The project focused on the development of new techniques for handling microdroplets in microfluidic systems and on applications of these techniques across chemistry, material science, biochemistry, biology and medical diagnostics. Within the project we have developed the microfluidic technologies in two main directions. The first one comprises automated systems – systems in which the microdroplets are prepared (generated) and then routed and manipulated (split, merged, cycled etc.) with the use of automated electric actuators and controlled with computer programming. These systems were also interfaced with various optical detection strategies interconnected with the control architecture for monitoring the chemical and biological processes undergoing in the droplets and for feedback for physical manipulations on the droplets. The second major direction of development of the microfluidic techniques for handling droplets had the goal of constructing systems that could execute even complicated (i.e. comprising diverse unit operations and being multistep) liquid handling protocols, while being outstandingly easy to operate – without any specialized infrastructure and with minimum expertise of the user.
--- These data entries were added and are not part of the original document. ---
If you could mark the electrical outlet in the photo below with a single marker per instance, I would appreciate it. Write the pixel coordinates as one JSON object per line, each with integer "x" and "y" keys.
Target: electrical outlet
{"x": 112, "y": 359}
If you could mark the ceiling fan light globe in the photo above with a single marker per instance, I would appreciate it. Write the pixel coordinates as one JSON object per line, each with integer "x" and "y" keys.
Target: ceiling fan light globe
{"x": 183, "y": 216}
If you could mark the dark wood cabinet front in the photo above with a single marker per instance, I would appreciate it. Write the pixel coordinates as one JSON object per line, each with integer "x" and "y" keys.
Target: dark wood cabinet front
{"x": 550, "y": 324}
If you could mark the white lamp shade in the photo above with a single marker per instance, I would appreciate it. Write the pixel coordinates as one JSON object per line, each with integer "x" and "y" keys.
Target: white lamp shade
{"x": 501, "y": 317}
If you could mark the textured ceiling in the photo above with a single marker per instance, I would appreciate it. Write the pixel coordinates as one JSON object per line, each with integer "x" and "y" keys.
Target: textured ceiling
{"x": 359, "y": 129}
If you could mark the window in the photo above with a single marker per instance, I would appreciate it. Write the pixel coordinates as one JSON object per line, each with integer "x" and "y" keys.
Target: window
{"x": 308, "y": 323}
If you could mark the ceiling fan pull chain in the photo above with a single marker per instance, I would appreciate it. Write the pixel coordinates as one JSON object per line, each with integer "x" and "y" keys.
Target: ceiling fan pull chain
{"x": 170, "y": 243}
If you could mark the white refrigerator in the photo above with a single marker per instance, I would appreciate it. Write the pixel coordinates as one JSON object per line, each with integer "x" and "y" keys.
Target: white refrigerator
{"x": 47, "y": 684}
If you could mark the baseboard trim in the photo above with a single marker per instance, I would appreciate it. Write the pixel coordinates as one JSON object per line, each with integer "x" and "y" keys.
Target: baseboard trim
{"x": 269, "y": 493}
Within this direction of research we have created a host of modules that we called microfluidic ‘traps’ – specialized microgeometries of channels and chambers that perform precise operations on droplets travelling through them. We have shown the use of these systems in e.g. a standalone microfluidic chip capable of performing an antibiotic susceptibility test on micro-volumes of liquids while being operated only with an automated pipette. Other applications include a system for passive generation of monodisperse nano liter droplets without the requirement for precise control of the rate of flow, for splitting of microliter droplets into nanoliter droplet libraries, or generation of highly precise dilutions in droplets.
We have used both of these sets of technologies in the major applied directions of research in the proposed programs. Within the direction of biochemistry and biology, we constructed-among others-an automated system of cultivating bacteria over extended periods of time, a system for automated screening of crystallization conditions for proteins, a system for enumerating bacterial cells, a system for screening of the function of membrane proteins in model lipid bilayers, and a system for research on dynamic chemical networks. We have also developed the microfluidic techniques towards the use in chemistry, with results including simple to use organic flow reactors and a technique for rapid screening of the conditions of organic synthesis with integrated detection and monitoring of yield via high performance liquid chromatography. We have worked out a number of solutions aimed at their use in analytical chemistry and medical diagnostics. These included both the point-of-care microfluidic solutions, as e.g. a system for separation of a tiny portion of blood and subsequent execution of an immunoassay, or the system for antibiotic susceptibility testing. We have also described a host of new algorithms for digital assays – assays that do not require calibration. In particular we described optimized methodology that reduces the number or partitions of the sample by orders of magnitude in comparison to the state of art, or that allows to execute digital PCR assays on standard real-time PCR devices. We have also developed a large number of very interesting new results in building new materials in immiscible liquids, with techniques for generation and understanding of the stability of both partially wetted multiple-droplet morphologies and of completely engulfed multiple liquid cores in liquid shells.